Por Fernando Molica em 24 de julho de 2008 | Comentários (5)

O debate sobre direitos individuais e coletivos é sempre meio complicado. Até que ponto vai o meu direito, em que lugar começa o direito da coletividade? Principalmente, a partir de que referência a sociedade/coletividade tem direito a cercear meu direito individual? Boas e velhas perguntas. Bem, tudo isso é pra falar no desembargador do Rio que deu uma espécie de ‘habeas-copos’ (a expressão é de um amigo lá do Dia) para um agente de segurança.

Com base num dispositivo da Constituição que dá a qualquer um o direito de não fazer prova contra si mesmo, o desembargador emitiu pro segurança um salvo-conduto: o sujeito não está obrigado a se submeter a testes que comprovem sua eventual embriaguez.

Sei lá, longe de ser abstêmio.
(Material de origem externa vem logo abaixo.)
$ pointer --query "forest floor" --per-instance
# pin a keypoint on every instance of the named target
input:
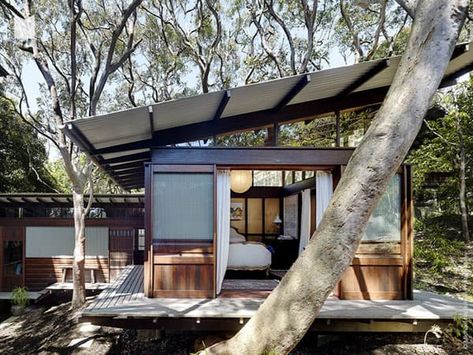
(53, 329)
Mas há muito tempo que vinha evitando dirigir depois de beber. Tinha lá minha tabela particular, uma margem de tolerância que permitia – ou não – uma combinação entre álcool e volante. Claro que a Lei Seca atrapalhou um pouco minha vida. Mas, na boa: que bom que ela foi sancionada. Eu posso ter o direito de fazer o que bem entender da minha vida, mas não tenho o direito de ferrar com a vida de ninguém. As primeiras estatísticas são transparentes: o número de mortes no trânsito despencou depois da Lei.
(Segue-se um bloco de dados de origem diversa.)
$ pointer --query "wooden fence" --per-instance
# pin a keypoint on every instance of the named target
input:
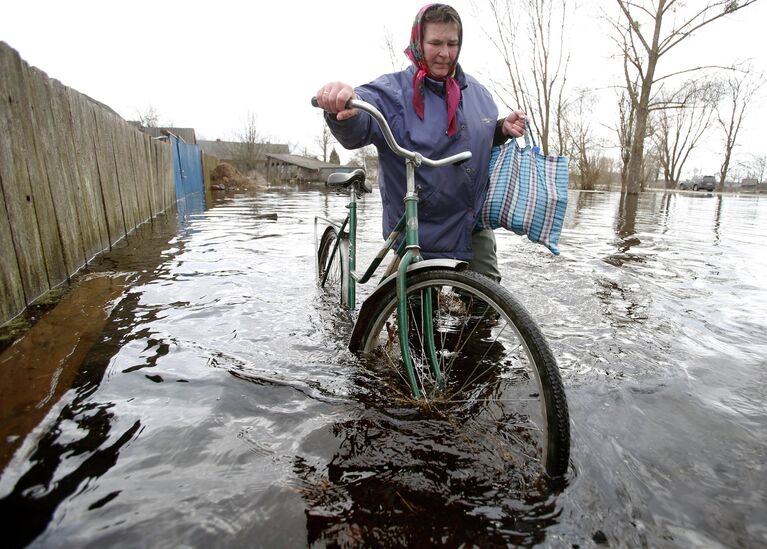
(75, 179)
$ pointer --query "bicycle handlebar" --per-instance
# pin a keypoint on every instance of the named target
(415, 157)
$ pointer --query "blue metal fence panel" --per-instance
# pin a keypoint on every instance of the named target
(187, 167)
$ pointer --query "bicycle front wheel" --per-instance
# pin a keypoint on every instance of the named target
(332, 266)
(495, 380)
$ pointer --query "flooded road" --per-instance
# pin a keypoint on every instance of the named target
(219, 406)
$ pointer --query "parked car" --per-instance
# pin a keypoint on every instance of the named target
(705, 183)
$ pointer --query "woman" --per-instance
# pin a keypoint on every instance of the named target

É até engraçado, achei que a grita contra a Lei ia ser maior, que haveria protestos mais consistentes contra uma suposta invasão do Estado na vida do cidadão. Mas não, foi tudo mais ou menos tranqüilo. Pelo que sei, até a molecada aceitou as novas regras do jogo sem chiar muito. Até acho que havia um, sei lá, certo desejo recalcado de repressão: é como se as pessoas desejassem algo que as protegesse, que estabelecesse limites (“Proteja-me do que desejo”, como escreveu uma artista plástica que, há alguns anos, saiu projetando frases como esta em montanhas e prédios aqui do Rio).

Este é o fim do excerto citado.